Gordon Hull (2022) How Foucault Got Rid of (Bossy) Marxism, Critical Review,
DOI: 10.1080/08913811.2022.2121516
ABSTRACT
Foucault distanced himself from Marxism even though he worked in an environment—left French theory of the 1960s and 1970s—where Marxism was the dominant frame of reference. By viewing Foucault in the context of French Marxist theoretical debates of his day, we can connect his criticisms of Marxism to his discussions of the status of intellectuals. Foucault viewed standard Marxist approaches to the role of intellectuals as a problem of power and knowledge applicable to the Communist party.

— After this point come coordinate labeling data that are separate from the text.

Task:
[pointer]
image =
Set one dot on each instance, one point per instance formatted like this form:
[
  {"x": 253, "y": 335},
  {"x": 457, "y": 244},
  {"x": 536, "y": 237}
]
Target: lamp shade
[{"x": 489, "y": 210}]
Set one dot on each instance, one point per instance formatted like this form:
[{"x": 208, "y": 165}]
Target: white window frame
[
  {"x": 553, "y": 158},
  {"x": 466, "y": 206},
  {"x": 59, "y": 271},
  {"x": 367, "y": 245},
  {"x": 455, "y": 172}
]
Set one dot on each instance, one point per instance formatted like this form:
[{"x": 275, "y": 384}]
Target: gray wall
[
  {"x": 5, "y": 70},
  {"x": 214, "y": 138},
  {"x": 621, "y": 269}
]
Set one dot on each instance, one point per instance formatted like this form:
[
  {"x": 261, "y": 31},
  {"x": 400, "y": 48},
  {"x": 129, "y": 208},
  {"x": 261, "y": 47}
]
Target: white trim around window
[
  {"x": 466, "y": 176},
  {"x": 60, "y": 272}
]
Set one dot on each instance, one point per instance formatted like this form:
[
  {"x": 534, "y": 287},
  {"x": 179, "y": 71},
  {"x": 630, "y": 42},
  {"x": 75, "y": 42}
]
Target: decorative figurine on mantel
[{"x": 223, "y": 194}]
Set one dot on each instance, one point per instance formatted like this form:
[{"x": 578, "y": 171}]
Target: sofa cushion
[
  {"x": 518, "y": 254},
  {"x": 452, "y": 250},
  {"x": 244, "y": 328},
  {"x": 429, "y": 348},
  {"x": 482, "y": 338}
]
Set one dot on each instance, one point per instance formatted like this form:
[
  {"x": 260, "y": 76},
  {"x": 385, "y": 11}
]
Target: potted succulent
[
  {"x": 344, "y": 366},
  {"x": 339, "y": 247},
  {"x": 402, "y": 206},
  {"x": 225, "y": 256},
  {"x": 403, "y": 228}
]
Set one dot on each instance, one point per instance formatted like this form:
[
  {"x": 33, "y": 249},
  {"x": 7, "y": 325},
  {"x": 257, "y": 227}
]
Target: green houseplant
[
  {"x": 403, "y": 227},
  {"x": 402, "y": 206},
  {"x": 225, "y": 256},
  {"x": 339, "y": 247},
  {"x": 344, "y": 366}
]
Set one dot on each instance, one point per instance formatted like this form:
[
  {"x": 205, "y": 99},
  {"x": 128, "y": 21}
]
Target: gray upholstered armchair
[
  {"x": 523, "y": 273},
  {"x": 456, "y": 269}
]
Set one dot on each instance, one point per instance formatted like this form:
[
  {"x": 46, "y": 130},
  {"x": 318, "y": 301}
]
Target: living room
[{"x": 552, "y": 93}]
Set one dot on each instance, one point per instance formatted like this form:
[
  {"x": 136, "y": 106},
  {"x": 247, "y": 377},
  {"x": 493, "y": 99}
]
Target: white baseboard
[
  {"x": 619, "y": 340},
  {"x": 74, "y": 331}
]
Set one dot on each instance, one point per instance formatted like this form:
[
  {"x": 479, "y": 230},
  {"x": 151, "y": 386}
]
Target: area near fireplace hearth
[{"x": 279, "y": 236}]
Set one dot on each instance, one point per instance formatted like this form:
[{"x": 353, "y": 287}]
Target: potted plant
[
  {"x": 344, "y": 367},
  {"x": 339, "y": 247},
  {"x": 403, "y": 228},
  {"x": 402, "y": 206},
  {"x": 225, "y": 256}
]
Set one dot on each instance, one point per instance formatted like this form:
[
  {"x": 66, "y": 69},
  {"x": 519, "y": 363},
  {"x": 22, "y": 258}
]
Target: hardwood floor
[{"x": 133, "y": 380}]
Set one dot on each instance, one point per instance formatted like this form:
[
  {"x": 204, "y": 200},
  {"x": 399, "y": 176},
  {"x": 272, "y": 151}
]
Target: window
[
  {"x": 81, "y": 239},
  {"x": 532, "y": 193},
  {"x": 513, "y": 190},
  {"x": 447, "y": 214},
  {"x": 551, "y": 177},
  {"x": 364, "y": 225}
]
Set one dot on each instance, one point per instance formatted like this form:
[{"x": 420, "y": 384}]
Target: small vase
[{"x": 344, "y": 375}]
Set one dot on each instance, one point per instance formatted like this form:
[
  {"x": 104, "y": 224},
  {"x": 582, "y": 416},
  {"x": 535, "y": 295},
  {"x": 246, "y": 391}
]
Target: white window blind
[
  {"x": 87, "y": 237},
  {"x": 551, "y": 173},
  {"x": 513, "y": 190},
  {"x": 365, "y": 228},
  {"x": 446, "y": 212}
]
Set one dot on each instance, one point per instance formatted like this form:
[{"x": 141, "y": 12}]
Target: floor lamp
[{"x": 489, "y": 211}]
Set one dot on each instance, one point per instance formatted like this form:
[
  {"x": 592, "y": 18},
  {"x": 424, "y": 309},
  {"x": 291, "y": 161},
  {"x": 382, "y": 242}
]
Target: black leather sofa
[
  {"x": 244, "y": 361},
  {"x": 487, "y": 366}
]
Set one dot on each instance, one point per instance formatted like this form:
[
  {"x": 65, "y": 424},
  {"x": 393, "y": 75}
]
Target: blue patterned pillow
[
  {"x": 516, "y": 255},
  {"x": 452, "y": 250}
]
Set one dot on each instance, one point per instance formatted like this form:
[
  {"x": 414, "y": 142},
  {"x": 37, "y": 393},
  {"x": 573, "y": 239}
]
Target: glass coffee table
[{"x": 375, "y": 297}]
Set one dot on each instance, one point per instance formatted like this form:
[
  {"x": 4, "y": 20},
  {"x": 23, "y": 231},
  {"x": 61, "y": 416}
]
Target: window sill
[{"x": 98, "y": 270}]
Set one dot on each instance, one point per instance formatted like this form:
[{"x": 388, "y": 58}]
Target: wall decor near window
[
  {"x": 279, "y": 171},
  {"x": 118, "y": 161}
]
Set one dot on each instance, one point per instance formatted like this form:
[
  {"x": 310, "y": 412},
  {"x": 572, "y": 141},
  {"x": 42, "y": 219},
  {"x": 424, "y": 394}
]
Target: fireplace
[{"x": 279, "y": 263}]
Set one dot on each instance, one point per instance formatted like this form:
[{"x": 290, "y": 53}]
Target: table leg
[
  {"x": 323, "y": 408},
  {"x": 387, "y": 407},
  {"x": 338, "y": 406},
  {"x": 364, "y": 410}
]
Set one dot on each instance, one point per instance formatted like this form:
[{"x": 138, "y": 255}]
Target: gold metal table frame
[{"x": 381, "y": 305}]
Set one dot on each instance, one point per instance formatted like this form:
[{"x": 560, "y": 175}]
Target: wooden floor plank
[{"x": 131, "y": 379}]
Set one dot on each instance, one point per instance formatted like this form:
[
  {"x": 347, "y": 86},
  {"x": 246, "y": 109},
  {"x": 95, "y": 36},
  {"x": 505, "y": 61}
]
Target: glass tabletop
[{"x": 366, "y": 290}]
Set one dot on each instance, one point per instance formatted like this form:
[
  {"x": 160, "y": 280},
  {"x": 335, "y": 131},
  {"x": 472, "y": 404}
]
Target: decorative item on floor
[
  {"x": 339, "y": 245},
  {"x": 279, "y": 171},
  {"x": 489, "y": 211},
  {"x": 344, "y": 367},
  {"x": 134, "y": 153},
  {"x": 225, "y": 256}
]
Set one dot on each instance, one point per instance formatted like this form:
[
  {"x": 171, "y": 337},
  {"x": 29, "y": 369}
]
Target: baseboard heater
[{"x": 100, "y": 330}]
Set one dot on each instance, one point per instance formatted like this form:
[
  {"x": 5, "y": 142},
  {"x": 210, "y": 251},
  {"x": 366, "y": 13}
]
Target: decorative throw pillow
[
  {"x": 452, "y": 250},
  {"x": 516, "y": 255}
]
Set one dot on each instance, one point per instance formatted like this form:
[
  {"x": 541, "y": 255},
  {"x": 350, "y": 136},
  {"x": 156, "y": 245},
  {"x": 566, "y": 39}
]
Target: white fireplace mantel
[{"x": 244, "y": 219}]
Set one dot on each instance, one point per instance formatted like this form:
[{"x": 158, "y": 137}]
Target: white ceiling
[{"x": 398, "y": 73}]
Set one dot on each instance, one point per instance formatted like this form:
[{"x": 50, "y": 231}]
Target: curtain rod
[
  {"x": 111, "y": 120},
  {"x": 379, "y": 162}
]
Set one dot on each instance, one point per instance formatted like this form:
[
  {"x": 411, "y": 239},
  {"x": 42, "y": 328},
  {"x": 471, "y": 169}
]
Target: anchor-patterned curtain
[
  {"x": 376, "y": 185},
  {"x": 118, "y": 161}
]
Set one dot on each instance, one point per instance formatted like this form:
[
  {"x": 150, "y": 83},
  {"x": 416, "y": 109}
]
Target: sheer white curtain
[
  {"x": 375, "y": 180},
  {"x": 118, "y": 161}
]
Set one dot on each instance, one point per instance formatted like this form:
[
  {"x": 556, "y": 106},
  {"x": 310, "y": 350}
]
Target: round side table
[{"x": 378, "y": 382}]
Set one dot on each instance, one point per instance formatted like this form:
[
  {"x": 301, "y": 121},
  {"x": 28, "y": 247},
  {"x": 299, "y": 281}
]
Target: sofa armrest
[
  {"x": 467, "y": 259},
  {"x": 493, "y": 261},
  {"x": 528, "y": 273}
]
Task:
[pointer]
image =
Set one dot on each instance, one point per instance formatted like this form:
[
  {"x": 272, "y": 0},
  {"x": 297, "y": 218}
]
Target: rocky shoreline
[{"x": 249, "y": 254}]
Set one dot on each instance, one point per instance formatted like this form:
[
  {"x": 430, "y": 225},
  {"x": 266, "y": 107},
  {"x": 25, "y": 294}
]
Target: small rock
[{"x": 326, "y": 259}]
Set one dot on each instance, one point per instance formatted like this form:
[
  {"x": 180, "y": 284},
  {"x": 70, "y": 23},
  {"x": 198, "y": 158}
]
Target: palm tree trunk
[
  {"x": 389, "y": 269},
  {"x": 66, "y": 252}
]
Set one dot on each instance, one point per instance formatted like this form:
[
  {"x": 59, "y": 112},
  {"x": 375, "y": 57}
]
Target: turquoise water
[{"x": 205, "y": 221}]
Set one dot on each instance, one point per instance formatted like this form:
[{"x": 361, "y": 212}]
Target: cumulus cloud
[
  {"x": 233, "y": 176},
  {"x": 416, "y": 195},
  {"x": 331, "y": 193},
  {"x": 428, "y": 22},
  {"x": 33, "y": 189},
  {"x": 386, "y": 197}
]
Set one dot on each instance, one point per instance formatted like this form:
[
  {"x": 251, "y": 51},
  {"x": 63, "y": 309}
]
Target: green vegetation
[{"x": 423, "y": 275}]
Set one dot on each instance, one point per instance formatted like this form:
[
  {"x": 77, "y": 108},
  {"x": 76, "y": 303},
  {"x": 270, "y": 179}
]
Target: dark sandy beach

Marxist party intellectuals, in his view, had developed rigid and universal theories and had used them to prescribe action, which prevented work on the sorts of problems that he uncovered—even though these problems were central to the development of capitalism.
Keywords: Althusser, anticolonialism, communism, Fanon, Foucault, Marx, Marxism, Rancière, Parti Communiste Français
this was excellent thanks, also from that issue (and unlocked):
“I agree with Colin Koopman (2019, 23) that such “a method is not a guaranteed way of achieving a goal; it is not a foolproof recipe; least of all is it a surefire algorithm. A method is simply a way of proceeding.” The problematization of government by complexity qua wicked problems, then, displaces theory’s preferred method of the exegesis of key texts and thinkers. Unfamiliar actors who were, first and foremost, involved in practical projects may offer greater traction in making sense of emergent political practices and the complicated historical storylines with which they are enmeshed.”